Wir finden also im Grunde im Alten Testament ausschliesslich prophetische Bücher: erst die 5 Bücher Moses, der ein Prophet war (5. Mose 18,15 + 18), dann die Bücher der frühen und späteren Propheten (vermutlich von Josua, Samuel, Jeremia und Esra geschrieben, weiter von Jesaja, Jeremia, Hesekiel und 12 "kleineren Propheten": siehe Kapitel 3), und schliesslich die Gruppe der "Schriften", die aber genauso prophetisch sind, wenn sie auch nicht immer von Männern, die von "Beruf" Prophet waren, geschrieben wurden (z.B. die Könige David und Salomo und der politische Funktionär Daniel). Der prophetische Charakter dieser Schriften wird daran erkennbar, dass die älteste Einteilung des Alten Testaments nicht dreiteilig (Gesetz, Propheten, Schriften), sondern zweiteilig war. Während und nach der Gefangenschaft sprach man von "dem Gesetz (des Mose)" und "den Propheten" (Daniel 9,2+ 6 + 11; Sacharja 7,12; Nehemia 9,14+ 29 f.), und so finden wir es auch fast immer im Neuen Testament (Matthäus 5,17 f; 22,40; Lukas 16,16 +29 + 31; 24,27; Apostelgeschichte 13,15; 24,14; 26,22).
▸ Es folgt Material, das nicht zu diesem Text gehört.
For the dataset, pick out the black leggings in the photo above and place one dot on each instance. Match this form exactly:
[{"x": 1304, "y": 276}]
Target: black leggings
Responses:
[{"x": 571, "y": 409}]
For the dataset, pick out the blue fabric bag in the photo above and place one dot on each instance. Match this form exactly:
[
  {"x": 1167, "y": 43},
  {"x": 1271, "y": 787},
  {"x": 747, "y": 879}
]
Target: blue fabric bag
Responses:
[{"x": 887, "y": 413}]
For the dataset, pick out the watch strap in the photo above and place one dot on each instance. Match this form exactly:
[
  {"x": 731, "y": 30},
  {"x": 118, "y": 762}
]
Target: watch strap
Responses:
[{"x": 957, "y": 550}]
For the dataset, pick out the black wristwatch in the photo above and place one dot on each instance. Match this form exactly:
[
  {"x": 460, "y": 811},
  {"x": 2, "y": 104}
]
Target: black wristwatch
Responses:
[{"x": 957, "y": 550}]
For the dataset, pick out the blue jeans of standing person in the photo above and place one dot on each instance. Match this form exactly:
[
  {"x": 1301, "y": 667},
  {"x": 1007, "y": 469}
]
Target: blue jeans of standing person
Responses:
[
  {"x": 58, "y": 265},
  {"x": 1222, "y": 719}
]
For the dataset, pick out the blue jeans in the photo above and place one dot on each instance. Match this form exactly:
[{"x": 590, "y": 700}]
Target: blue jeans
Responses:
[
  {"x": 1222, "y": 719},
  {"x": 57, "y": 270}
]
Das Alte Testament besteht also ausschliesslich aus Büchern, die von Männern mit prophetischer Berufung und Begabung (und darum von Gott getrieben) geschrieben wurden. Auch die Bücher des Neuen Testaments wurden von Männern mit spezieller Berufung und Begabung geschrieben, nämlich zuerst und vor allen Dingen von den Aposteln. Von den acht neutestamentlichen Verfassern gehörten drei (Matthäus, Johannes und Petrus) zu den zwölf Jüngern (oder Aposteln) des Herrn Jesus (Lukas 6,13-15). Paulus war der grosse Apostel der Heiden, der neben den Zwölfen von Christus berufen wurde (siehe z.B. Römer 1,5; 2. Tim. 1,11). Der Briefschreiber Jakobus, der Bruder von Jesus, war nach Galater 1,19 auch als Apostel bekannt: Manche meinen sogar, er sei identisch mit Jakobus, dem Sohn des Alphäus, also auch einer von den Zwölfen. Der Briefschreiber Judas war ein Bruder des Jakobus. Manche meinen, dass er der in Lukas 6,16 genannte Apostel Judas ist. Auf jeden Fall gehört er zum Kreis der Apostel (vgl. Apostelgeschichte 15,27). Dasselbe galt für die Evangelisten Markus und Lukas; obwohl sie nicht Apostel genannt wurden, waren sie enge Freunde und Mitarbeiter der Apostel: Markus der des Apostels Petrus (vgl. 1. Petrus 5,13) und Paulus (2. Tim. 4,11; Philemon 24); Lukas der des Paulus (dieselben Verse). Eine nur apostolische Verfasserschaft war sowieso nicht ausschlaggebend für den kanonischen Charakter eines Buches: Die christliche Kirche ist auf dem Fundament der Apostel und (neutestamentlichen) Propheten gebaut (Epheser 2,20; vgl. 3,5). Also haben Männer, die zwar keine Apostel waren, aber doch eine prophetische Berufung hatten, das Fundament mitgebaut. Ihre Bücher haben demnach zwar keinen apostolischen Verfasser, wohl aber apostolische Autorität und Zustimmung. Gerade wegen dieses not-wendigen prophetischen Charakters eines Bibelbuches wurde der zweite Petrusbrief lange Zeit nur zögernd als kanonisch angesehen. Erst als die Kirchenväter davon überzeugt waren, dass er keine Fälschung, sondern wirklich von Petrus geschrieben war (vgl. 2. Petrus 1,1), erhielt er seinen festen Platz im neutestamentlichen Kanon.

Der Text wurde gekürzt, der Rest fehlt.